Ich hatte Grund zu der Vermutung, daß ihre physische Erscheinung als auch ihre Plazierung im Bild auf geheimnisvolle Art mit einem Rätsel verknüpft seien. Anders als bei diesem Schwein, waren zu Beginn meiner Arbeit an diesem Vortrag Eingang und Ausgang nicht deutlich zu sehen. Mein Blick war auf die Mitte gerichtet, genauer gesagt, auf die andere Seite dieser Mitte.
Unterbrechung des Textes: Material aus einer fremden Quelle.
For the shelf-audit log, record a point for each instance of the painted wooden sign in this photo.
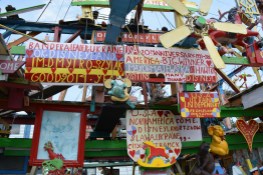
(248, 130)
(199, 105)
(9, 67)
(153, 139)
(189, 128)
(73, 63)
(151, 64)
(158, 5)
(143, 38)
(148, 4)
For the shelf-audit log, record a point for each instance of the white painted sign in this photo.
(189, 129)
(156, 131)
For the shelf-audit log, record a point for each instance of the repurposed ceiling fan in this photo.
(20, 33)
(200, 27)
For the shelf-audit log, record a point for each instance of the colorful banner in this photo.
(189, 128)
(9, 67)
(148, 4)
(158, 5)
(153, 139)
(142, 38)
(151, 64)
(199, 105)
(73, 63)
(90, 63)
Wiederholt prallte ich an ihrer elastischen Bauchseite einfach ab.

Versunken in den Anblick des eiförmig gekrümmten Rückens, erschien er mir plötzlich wie ein Horizont. Was könnte dahinter liegen? Wie sah die andere Seite aus? Seefahrer hatten die Erde umsegelt, warum sollte ich hier nicht ihrem Beispiel folgen!
Die Angelegenheit – nunmehr längst nicht mehr auf die Seitenansicht eines Schweins der Südhalbkugel beschränkt -, erforderte einen neuen Namen. Ein Name, der nichts für sich bedeutet, der dem Tier als auch meiner Unternehmung gerecht wird und zugleich als geografischer Name funktioniert. Dies kann nur ein ganz neues Wort sein. Die Expedition führt also nach: HIBESA.

Mein erster Gedanke war Hibesa zu umrunden. Je länger ich darüber nachdachte, umso weniger schien dies möglich. Die Beziehung zwischen den Dingen und ihrer “anderen Seite” hat nichts mit räumlicher Distanz zu schaffen. Wie sehr man auch versucht dahinter zu kommen, die andere Seite bleibt die “andere Seite”. Bei Bildern wird das Dahinterkommen zusätzlich durch die Vielschichtigkeit ihrer Inhaltsebenen erschwert.

Sobald aber die erste dieser Ebenen erreicht ist, fließen Raum und Zeit, Form und Distanz in einen fremden Ort zusammen. Darum würde eine “traditionelle” Umrundung zu nichts führen. Ich beschloß, Hibesa soweit es mir möglich wäre zu erklimmen, das Terrain zu vermessen, Haut-, Luft- und Wasserproben für wissenschaftliche Zwecke zu nehmen und schließlich all meine Anstrengungen daran zu wenden, es allmählich durchsichtig zu machen.

An einem kalten Februarmorgen (Dienstag, den 5.2.) verlasse ich meine Hamburger Heimat. In meinem Gepäck befinden sich folgende Dinge:

ein kleines Zelt
ein Videorecorder
ein Kassettenrecorder
einige Handbücher
einige Vorräte
roter und grüner Stift

Ich benutzte ein elektronisches Bildbearbeitungsprogramm, um die Oberfläche von Hibesa weiter zu untersuchen. Ich wollte sie durchdringen, das Dahinterliegende aufdecken, um endlich, endlich auf die andere Seite zu gelangen.